While Sunak has brought stability to Westminster, Conservative MPs have started to question what exactly he stands for beyond repairing the economy. PoliticsHome reported this month that the Prime Minister is expected to spell out his vision for the country in greater detail early in the new year, though a No 10 source denied that a major "big vision" speech was being planned. 

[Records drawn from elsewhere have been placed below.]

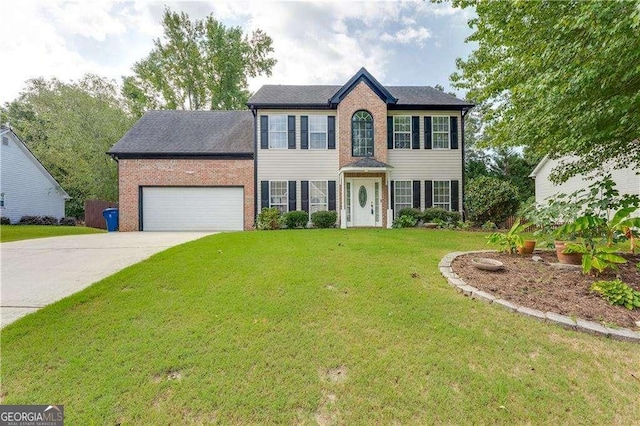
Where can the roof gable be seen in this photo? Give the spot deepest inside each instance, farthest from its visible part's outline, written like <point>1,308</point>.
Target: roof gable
<point>363,76</point>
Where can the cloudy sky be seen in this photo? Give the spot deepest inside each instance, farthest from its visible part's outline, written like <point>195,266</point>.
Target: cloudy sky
<point>322,42</point>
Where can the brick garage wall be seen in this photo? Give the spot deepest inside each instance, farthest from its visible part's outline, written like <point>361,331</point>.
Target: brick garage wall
<point>201,172</point>
<point>362,98</point>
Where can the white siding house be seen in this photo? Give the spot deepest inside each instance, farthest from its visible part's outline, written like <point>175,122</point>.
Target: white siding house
<point>26,187</point>
<point>627,180</point>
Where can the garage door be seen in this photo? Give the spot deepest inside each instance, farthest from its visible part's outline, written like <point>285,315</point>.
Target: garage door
<point>192,209</point>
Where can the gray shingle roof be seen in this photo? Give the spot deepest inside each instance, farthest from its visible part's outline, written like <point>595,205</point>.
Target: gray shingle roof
<point>285,95</point>
<point>189,133</point>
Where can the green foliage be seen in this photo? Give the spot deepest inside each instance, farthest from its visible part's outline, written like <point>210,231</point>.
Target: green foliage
<point>296,219</point>
<point>269,218</point>
<point>404,221</point>
<point>198,64</point>
<point>618,293</point>
<point>558,77</point>
<point>489,198</point>
<point>596,258</point>
<point>324,219</point>
<point>510,241</point>
<point>69,127</point>
<point>411,211</point>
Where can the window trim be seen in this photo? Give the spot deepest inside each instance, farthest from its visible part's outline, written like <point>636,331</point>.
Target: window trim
<point>326,195</point>
<point>433,132</point>
<point>326,132</point>
<point>373,143</point>
<point>409,132</point>
<point>433,195</point>
<point>286,131</point>
<point>395,197</point>
<point>286,196</point>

There is hope in No 10 that inflation will have started coming down by the time the spring budget comes around on 15 March, giving Sunak and Chancellor Jeremy Hunt more fiscal headroom to work with. 

But none of that can convince the most pessimistic in the Conservative party that the election isn't already lost.

One Tory source told PoliticsHome that the party was not only destined for defeat, but actually needed a few years in opposition to rebuild. “It’s like a bad marriage," they said. "You want to stay together for the kids, and for society, but really you just need six months apart.”

Despite having changed prime minister twice since their 2019 general election victory, Conservative MPs do not rule out the possibility of doing it a third time if Sunak does not turn it around, and the name that looms over the party like the ghost of Christmas past is Johnson. 

The former prime minister, ousted by his party earlier this year, launched a failed attempt at a comeback in October after Truss resigned, warned by dozens of unsupportive Conservative MP that he would not be able to unite the party. 

However, two senior Conservative MPs who spoke to PoliticsHome, including a former Secretary of State, said they could still imagine a scenario whereby desperate Tory MPs, as a last throw of the dice, bring Johnson back to give them the best possible chance of keeping their seats.

One, a former Secretary of State, said many Conservative MPs still regarded Johnson as their electoral "gold dust".

The other, a former minister, said: “Conservative MPs are not going to push for a leadership challenge now. But if by September nothing has changed, then who knows. Boris is still around, isn’t he?”